By performing the computation block by block, the algorithm minimizes memory movement while maximizing data reuse. This blockwise strategy forms the basis of most efficient matrix multiplication kernels,
as it balances the limited capacity of fast memory with the need to minimize data transfer.
Putting It All Together
We now combine the ideas of numerically stable softmax, online softmax, and block computation
to describe the complete FlashAttention forward pass.
High-Level Idea
The FlashAttention forward pass can be summarized as follows:
- Tiling: Split the query \(Q\), key \(K\), and value \(V\) matrices into smaller tiles that fit in fast on-chip memory.

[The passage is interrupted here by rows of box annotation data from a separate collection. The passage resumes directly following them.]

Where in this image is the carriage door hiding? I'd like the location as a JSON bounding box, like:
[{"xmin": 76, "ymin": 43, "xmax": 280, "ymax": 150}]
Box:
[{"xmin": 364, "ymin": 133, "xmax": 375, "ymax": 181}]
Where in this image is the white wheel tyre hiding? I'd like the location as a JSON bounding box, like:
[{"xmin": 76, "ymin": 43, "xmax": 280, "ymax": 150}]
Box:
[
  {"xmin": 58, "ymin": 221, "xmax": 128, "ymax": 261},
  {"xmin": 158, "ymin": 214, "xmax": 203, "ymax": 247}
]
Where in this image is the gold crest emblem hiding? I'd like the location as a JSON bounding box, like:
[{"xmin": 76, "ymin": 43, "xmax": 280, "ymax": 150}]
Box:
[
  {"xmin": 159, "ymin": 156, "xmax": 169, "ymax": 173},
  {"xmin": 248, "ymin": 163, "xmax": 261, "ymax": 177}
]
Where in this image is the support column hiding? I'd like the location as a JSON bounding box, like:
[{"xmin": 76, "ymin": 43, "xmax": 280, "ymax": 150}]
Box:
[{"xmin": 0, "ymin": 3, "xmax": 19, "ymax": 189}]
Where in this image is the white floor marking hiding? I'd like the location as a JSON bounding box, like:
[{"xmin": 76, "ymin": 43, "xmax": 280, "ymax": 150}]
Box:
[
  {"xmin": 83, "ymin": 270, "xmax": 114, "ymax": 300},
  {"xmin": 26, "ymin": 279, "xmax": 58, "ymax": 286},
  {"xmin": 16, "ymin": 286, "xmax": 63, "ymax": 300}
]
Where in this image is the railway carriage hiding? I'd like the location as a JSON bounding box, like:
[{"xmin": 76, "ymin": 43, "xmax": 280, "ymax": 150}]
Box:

Each query tile \(Q_i \in \mathbb{R}^{B_Q \times d}\) is processed sequentially against all key/value tiles \(K_j, V_j \in \mathbb{R}^{B_K \times d}\).
- Streaming computation: Keep the query tile \(Q_i\) resident in fast memory while streaming the key/value tiles one at a time from slower global memory.
- Online updates: For each pair of tiles \((Q_i, K_j, V_j)\), compute partial attention scores and update running per-row quantities: \(m_{ij}\): running maximum (for numerical stability), \(l_{ij}\): normalization factor (for softmax scaling), \(O_i\): accumulated output
- Numerical stability: Apply rescaling using the factor \(\exp(m_{ij-1} - m_{ij})\) to keep all quantities consistent under changing maxima.
- Final normalization: After iterating through all key/value tiles, normalize \(O_i\) by the final \(l_{iN}\) to obtain the exact softmax output for that query tile.
Algorithm
For each pair of tiles \((Q_i, K_j, V_j)\):
\begin{equation}
S_{ij} = Q_i K_j^{T},
\end{equation}
\begin{equation}
m_{ij} = \max(\text{rowmax}(S_{ij}), m_{ij-1}),
\end{equation}
\begin{equation}
P_{ij} = \exp(S_{ij} - m_{ij}),
\end{equation}
\begin{equation}
l_{ij} = \text{rowsum}(P_{ij}) + l_{ij-1} \exp(m_{ij-1} - m_{ij}),
\end{equation}
\begin{equation}
O_i = \text{diag}(\exp(m_{ij-1} - m_{ij})) O_i + P_{ij} V_j.
\end{equation}
After all key/value tiles are processed, the final normalization is applied:
\begin{equation}
O_i = (\text{diag}(l_{iN}))^{-1} O_i,
\end{equation}
where \(N\) is the total number of key/value tiles.
Here, \(m_{ij}\) represents the updated running maximum for each query row,
and \(l_{ij}\) is the corresponding normalization factor accumulated so far.
The matrix exponential and maximum operations are applied elementwise across rows of the tile.
The rescaling factor \(\exp(m_{ij-1} - m_{ij})\) ensures that the previously accumulated quantities
are adjusted to the new numerical maximum, maintaining numerical stability across iterations.
Each query tile \(Q_i\) remains in on-chip memory throughout computation,
while key/value tiles \((K_j, V_j)\) are streamed from global memory.
At every step, only small per-row quantities (\(m_i\), \(l_i\), and \(O_i\)) are updated,
avoiding the need to materialize the large \(N \times N\) attention matrix.
This fusion of block computation and online softmax enables FlashAttention
to compute exact attention efficiently while drastically reducing memory traffic.